Dakiniten (荼枳尼天)

Dakiniten (written as 荼枳尼天 or 荼吉尼天 in kanji characters) is a Buddhist goddess. The term 'Dakini' is the transliteration of the Sanskrit term dākinī (spelled Dakini in English).

Summary

Dakiniten derives from a goddess from India. Dakiniten was originally a goddess of farming, but later came to be assumed to govern sexual desire and later came to be assumed to be a female fierce god eating human flesh or live human hearts. In Hinduism, this goddess is assumed to be a dependent of Kali (a Hindu goddess). This goddess was introduced into Buddhism, and it was supposed that she had been exorcised by Daikokuten (the god of Wealth), that is, the incarnation of Dainichi Nyorai (Cosmic Buddha), and then permitted to eat human hearts, if dead.

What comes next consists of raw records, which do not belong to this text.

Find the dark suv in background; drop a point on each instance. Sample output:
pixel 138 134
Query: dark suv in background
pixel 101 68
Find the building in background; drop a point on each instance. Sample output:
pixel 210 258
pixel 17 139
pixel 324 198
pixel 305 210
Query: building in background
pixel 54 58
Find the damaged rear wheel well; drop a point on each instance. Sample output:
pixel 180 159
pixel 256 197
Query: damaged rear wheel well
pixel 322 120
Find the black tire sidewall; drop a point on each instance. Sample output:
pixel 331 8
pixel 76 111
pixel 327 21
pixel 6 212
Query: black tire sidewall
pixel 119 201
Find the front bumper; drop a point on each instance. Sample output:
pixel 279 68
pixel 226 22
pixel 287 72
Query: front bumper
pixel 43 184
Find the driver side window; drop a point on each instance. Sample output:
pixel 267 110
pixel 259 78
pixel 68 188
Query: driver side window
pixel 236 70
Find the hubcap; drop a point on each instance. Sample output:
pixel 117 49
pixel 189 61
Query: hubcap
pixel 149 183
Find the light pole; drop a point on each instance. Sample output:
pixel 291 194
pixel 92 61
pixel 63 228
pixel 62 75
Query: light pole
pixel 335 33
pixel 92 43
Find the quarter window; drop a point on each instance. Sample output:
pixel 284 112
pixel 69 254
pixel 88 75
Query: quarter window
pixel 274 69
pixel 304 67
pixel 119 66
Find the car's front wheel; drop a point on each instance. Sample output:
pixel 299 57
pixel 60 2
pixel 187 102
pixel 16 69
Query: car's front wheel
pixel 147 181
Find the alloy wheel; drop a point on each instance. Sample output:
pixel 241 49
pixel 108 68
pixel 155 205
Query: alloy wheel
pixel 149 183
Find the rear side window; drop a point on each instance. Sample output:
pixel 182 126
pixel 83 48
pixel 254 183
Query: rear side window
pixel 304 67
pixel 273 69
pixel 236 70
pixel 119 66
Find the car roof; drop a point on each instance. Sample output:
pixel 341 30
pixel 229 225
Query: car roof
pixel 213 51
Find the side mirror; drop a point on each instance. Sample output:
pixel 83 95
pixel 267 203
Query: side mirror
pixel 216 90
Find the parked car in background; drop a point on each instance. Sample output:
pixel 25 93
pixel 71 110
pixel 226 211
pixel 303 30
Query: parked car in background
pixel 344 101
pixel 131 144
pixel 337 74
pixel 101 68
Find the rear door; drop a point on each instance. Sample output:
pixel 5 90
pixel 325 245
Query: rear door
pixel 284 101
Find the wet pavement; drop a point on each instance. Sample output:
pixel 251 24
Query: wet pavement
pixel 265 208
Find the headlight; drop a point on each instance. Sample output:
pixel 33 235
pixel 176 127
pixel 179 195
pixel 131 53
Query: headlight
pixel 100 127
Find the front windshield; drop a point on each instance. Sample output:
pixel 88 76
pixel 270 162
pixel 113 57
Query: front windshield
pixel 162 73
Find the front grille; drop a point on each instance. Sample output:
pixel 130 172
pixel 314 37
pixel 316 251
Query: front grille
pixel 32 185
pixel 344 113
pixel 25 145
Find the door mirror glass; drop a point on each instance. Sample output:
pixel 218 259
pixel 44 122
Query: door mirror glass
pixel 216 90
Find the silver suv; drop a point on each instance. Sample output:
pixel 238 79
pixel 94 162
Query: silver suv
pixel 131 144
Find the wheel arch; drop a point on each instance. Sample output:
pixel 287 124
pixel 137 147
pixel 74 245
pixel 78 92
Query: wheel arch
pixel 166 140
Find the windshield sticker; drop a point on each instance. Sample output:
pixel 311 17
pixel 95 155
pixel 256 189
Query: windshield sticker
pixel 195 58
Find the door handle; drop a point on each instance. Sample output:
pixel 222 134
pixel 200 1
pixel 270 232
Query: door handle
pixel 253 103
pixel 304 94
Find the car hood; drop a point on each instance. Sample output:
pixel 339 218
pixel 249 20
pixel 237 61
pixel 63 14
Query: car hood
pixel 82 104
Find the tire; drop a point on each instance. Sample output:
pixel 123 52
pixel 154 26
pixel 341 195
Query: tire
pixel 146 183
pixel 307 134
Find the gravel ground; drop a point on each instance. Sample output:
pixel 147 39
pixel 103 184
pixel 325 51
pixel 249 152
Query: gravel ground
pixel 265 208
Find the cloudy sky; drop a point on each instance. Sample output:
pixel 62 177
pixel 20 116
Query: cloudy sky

She is said to have unrestricted supernatural powers, knows the death of a person six months ahead, and takes and eats the person's heart.

Belief in Dakiniten in Japan
In the Shingon Esoteric Buddhism, Dakiniten is located in the southern part of Gekongoin (the most peripheral section of the Womb World) of the Womb World (one of the two worlds in Esoteric Buddhism, representing Dainichi Nyorai's spirit of salvation having every possibility of generation as a womb, where a fetus grows), and this goddess is depicted as a small tengu (mountain spirit (portrayed as winged and having a long nose)) sitting astride a white fox; therefore, she is also called Shinkoo Bosatsu (Fox King).

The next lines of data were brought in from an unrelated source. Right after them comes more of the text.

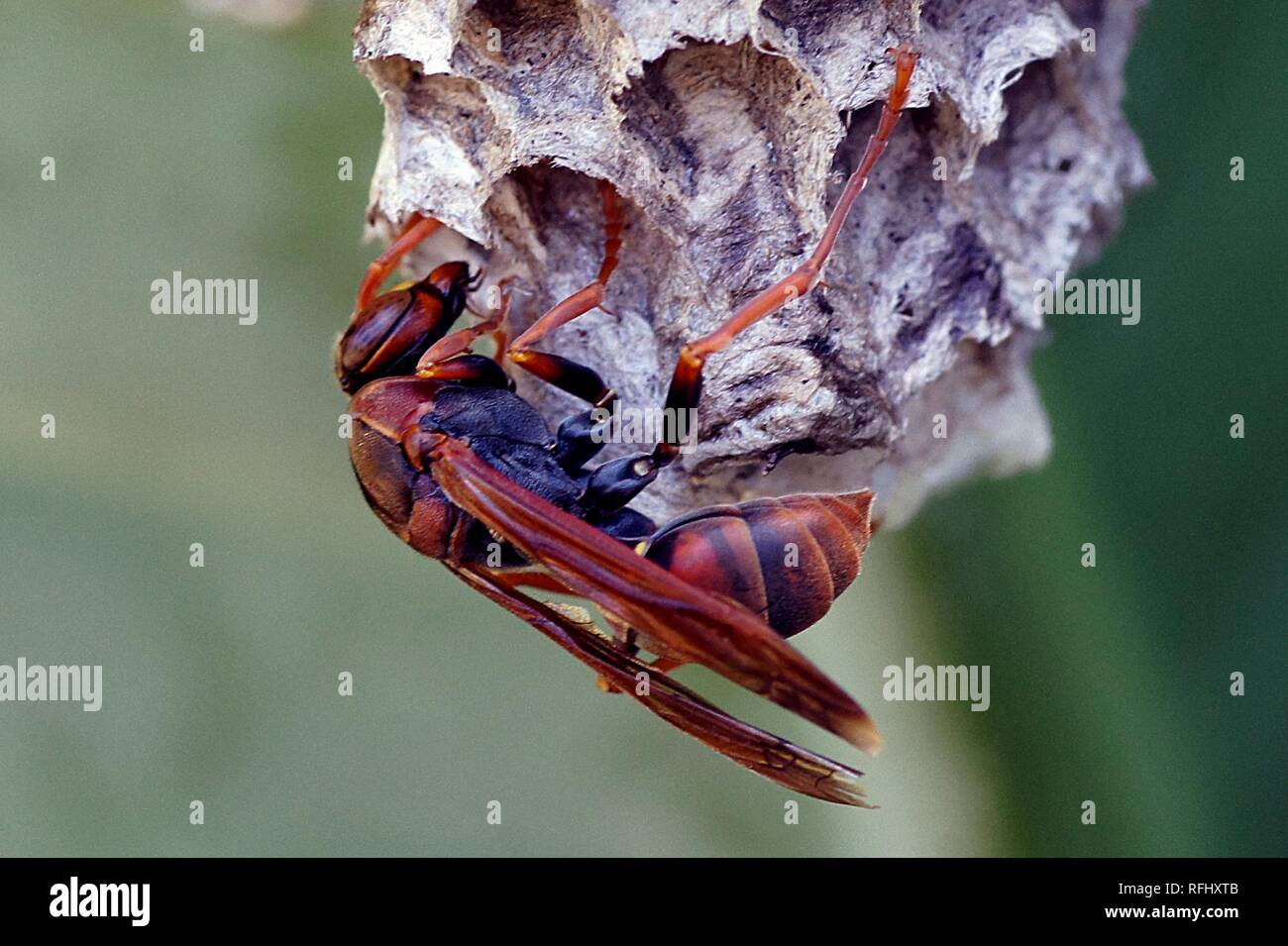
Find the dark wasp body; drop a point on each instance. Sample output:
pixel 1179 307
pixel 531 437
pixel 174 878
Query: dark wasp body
pixel 458 465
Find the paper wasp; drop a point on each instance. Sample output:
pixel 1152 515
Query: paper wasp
pixel 464 470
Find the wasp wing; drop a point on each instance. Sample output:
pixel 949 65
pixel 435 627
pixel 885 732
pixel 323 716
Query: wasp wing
pixel 761 752
pixel 702 627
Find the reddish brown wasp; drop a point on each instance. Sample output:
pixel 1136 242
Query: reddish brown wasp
pixel 464 470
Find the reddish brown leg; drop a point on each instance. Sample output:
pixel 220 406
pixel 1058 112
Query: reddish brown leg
pixel 450 360
pixel 687 381
pixel 562 372
pixel 416 231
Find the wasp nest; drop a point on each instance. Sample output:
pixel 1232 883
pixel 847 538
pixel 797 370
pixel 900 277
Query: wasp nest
pixel 728 126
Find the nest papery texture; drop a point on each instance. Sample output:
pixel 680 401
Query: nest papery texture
pixel 729 129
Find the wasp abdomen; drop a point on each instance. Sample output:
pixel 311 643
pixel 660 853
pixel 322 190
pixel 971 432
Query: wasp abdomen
pixel 785 559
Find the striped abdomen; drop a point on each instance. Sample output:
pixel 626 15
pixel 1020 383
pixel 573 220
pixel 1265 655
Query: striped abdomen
pixel 784 559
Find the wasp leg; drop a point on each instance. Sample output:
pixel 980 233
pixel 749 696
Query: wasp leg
pixel 450 358
pixel 416 231
pixel 687 381
pixel 562 372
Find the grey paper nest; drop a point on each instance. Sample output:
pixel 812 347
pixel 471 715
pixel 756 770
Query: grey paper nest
pixel 728 126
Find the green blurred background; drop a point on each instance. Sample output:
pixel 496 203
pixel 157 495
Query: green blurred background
pixel 1108 683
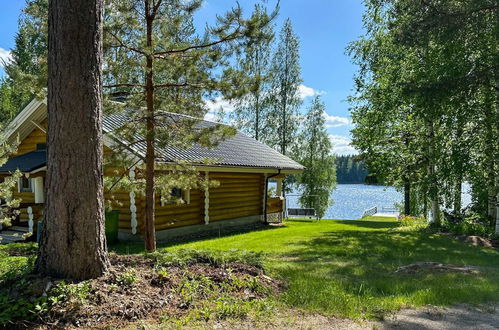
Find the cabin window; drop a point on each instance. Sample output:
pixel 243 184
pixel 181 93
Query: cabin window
pixel 177 193
pixel 25 185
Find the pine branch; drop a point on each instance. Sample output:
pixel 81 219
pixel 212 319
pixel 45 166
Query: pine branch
pixel 185 84
pixel 124 85
pixel 230 37
pixel 122 44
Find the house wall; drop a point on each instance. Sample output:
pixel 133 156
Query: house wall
pixel 29 143
pixel 239 195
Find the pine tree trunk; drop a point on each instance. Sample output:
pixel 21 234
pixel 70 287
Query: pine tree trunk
pixel 434 206
pixel 458 190
pixel 150 233
pixel 407 196
pixel 73 243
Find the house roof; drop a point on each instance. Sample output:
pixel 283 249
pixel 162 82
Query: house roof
pixel 25 163
pixel 239 150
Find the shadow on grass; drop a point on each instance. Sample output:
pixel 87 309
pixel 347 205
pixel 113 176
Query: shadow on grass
pixel 128 247
pixel 352 273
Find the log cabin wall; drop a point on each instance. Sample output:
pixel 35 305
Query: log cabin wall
pixel 30 142
pixel 173 215
pixel 239 195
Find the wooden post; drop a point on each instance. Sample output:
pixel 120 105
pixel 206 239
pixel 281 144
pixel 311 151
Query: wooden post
pixel 263 197
pixel 133 207
pixel 279 187
pixel 206 201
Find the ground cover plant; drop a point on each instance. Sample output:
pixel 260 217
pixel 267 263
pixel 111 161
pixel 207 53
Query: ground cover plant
pixel 349 268
pixel 357 269
pixel 174 287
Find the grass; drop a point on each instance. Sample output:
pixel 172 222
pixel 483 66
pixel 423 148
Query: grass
pixel 347 268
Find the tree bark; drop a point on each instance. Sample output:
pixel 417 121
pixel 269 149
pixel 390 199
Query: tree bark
pixel 458 189
pixel 407 196
pixel 434 206
pixel 150 233
pixel 73 243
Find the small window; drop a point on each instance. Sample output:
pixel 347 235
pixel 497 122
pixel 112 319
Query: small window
pixel 41 146
pixel 25 185
pixel 177 193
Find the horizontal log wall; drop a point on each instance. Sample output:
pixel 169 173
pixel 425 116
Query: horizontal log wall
pixel 30 142
pixel 120 201
pixel 173 215
pixel 239 195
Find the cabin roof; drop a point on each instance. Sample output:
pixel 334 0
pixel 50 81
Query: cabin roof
pixel 238 151
pixel 28 162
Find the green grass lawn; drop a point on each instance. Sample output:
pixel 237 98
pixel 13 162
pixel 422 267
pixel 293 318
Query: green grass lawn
pixel 346 268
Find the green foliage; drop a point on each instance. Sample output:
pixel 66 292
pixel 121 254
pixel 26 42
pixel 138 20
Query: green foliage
pixel 472 225
pixel 347 268
pixel 284 98
pixel 413 223
pixel 26 74
pixel 127 278
pixel 351 170
pixel 184 257
pixel 426 85
pixel 314 152
pixel 252 107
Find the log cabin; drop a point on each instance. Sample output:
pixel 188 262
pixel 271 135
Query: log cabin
pixel 241 165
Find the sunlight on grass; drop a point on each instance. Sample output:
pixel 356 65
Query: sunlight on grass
pixel 347 268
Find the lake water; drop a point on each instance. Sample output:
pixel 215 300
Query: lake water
pixel 350 200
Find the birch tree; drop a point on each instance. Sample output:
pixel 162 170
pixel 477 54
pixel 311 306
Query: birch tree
pixel 158 61
pixel 315 153
pixel 252 108
pixel 286 80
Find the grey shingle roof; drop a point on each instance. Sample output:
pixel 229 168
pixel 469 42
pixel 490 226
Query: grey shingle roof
pixel 237 151
pixel 25 163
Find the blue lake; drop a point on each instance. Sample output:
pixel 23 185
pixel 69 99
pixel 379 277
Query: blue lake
pixel 350 200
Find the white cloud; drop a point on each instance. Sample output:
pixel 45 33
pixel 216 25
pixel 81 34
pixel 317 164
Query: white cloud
pixel 214 107
pixel 5 56
pixel 305 91
pixel 342 145
pixel 217 103
pixel 336 121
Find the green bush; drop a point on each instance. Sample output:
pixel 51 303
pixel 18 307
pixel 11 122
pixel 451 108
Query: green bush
pixel 413 222
pixel 473 225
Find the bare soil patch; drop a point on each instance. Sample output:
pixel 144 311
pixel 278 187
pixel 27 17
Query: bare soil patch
pixel 135 288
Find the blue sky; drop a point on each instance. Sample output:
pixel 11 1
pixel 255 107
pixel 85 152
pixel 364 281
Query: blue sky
pixel 324 27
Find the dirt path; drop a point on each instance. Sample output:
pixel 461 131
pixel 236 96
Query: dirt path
pixel 457 317
pixel 427 318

There exist records showing that prayers were offered for Dakiniten at an Esoteric Buddhism ceremony performed on the occasion of an emperor's enthronement. In addition, several persons including TAIRA no Kiyomori and Emperor Godaigo were known to have performed a method of Dakiniten in esoteric Buddhism, however, "Genpei Seisuiki" (The Rise and Decline of the Minamoto and Taira clans) states that TAIRA no Kiyomori discontinued this method. This goddess is extraordinarily difficult to enshrine because it is supposed that any person is required, once this goddess is enshrined, to keep believing therein in exchange for his or her life until his or her last moment and also that should such a duty be neglected (in other words, should incantation to worship the deity be discontinued), such a person would immediately become ruined or meet with disaster. Thus, Dakiniten was considered to be a non-Buddhist religion and belief in it tabooed.

Dakini was originally supposed to sit astride a jackal in India but the fox was substituted for the jackal in introduction to China and Japan (because jackals were not present in those countries). In other words, an image of Dakiniten riding a fox (which has not existed in India) has not been depicted in Taizo Mandala (Womb Realm Mandala) or the orthodox scriptures or ritual manuals of Esoteric Buddhism and was created in medieval Japan and the like.

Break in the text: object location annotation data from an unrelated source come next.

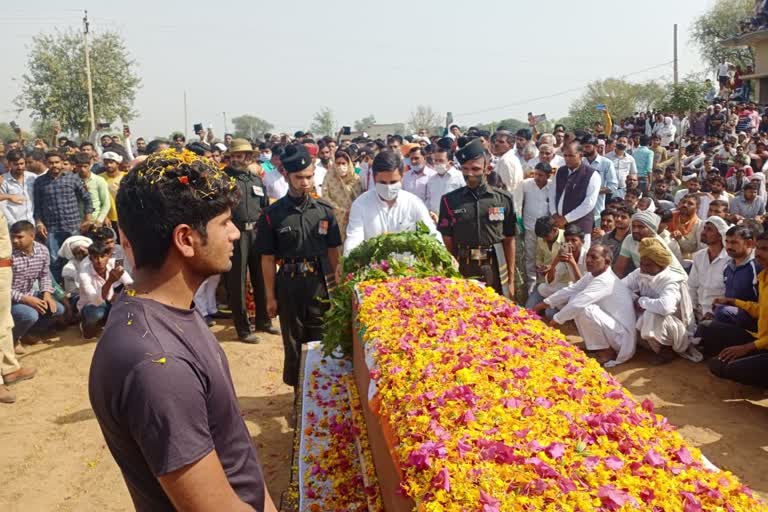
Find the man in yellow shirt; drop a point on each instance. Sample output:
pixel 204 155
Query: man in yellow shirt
pixel 742 355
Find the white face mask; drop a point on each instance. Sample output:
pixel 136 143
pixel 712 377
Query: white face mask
pixel 388 192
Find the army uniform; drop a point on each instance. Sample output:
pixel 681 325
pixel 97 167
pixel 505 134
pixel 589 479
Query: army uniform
pixel 245 215
pixel 478 220
pixel 298 232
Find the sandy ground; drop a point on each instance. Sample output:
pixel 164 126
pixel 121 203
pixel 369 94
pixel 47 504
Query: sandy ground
pixel 54 458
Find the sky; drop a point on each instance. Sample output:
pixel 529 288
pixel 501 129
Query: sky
pixel 284 61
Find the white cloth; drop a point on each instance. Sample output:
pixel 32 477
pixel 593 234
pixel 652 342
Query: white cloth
pixel 91 284
pixel 205 296
pixel 275 184
pixel 416 182
pixel 11 186
pixel 535 202
pixel 438 186
pixel 667 316
pixel 706 280
pixel 510 170
pixel 587 204
pixel 370 217
pixel 603 310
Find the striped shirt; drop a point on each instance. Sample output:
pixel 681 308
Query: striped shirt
pixel 28 269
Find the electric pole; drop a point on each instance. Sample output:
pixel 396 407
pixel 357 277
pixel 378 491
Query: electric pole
pixel 88 72
pixel 675 53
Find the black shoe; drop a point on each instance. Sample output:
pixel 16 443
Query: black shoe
pixel 250 338
pixel 269 329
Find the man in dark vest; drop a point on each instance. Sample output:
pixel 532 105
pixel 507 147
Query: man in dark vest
pixel 573 198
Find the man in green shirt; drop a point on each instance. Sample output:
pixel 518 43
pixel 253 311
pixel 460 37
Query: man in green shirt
pixel 97 188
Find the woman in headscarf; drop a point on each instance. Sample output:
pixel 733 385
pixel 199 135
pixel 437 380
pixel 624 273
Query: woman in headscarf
pixel 341 187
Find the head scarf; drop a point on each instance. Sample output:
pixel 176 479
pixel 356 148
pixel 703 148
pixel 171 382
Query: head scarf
pixel 760 177
pixel 341 192
pixel 650 219
pixel 654 250
pixel 720 225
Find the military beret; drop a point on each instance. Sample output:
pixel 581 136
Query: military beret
pixel 472 150
pixel 295 158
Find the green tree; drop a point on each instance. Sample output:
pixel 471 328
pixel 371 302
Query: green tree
pixel 722 21
pixel 250 127
pixel 424 118
pixel 55 85
pixel 363 124
pixel 620 97
pixel 323 122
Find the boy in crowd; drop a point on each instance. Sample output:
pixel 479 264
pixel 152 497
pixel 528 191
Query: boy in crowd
pixel 98 278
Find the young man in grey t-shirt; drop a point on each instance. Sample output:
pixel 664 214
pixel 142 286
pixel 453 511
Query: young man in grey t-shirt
pixel 159 383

It is supposed that the creation of the above image resulted in Dakiniten coming to be syncretized with a Shintoist god, Inari (the fox god) in Japan.

In Japan, Dakiniten is believed to be a goddess of good fortune.

Belief in Dakini in later India
In later Esoteric Buddhism after the introduction to Japan, a sexual image was added to Dakini, which resulted her to be depicted as a naked goddess having a skull.

Tachikawa School (Esoteric Buddhism)
Dakiniten later came to be deemed as a goddess governing sexual love, which resulted in Tachikawa School of Shingon Esoteric Buddhism being gradually founded from the Kamakura period until the period of the Northern and Southern Courts and flourished in Japan. It is supposed to enshrine Dakiniten, set a skull as a principle image and attain Buddhahood while still in the flesh by sexual intercourse as a rite. For this reason, Tachikawa School was said to be regarded as a heresy and was finally exterminated in the Edo period. However, it is still controversial as to whether the doctrines and rites of Tachikawa School mentioned above were true or not because the above theories are all based on documents written by those who regarded Tachikawa School as a heresy and oppressed it, and most of the documents written by devotees of Tachikawa School, which are vital for verification of the genuineness of those theories, were subjected to book burning and Tachikawa School was treated as a heresy against the backdrop of its involvement in the political power struggle between the Southern and Northern Dynasties.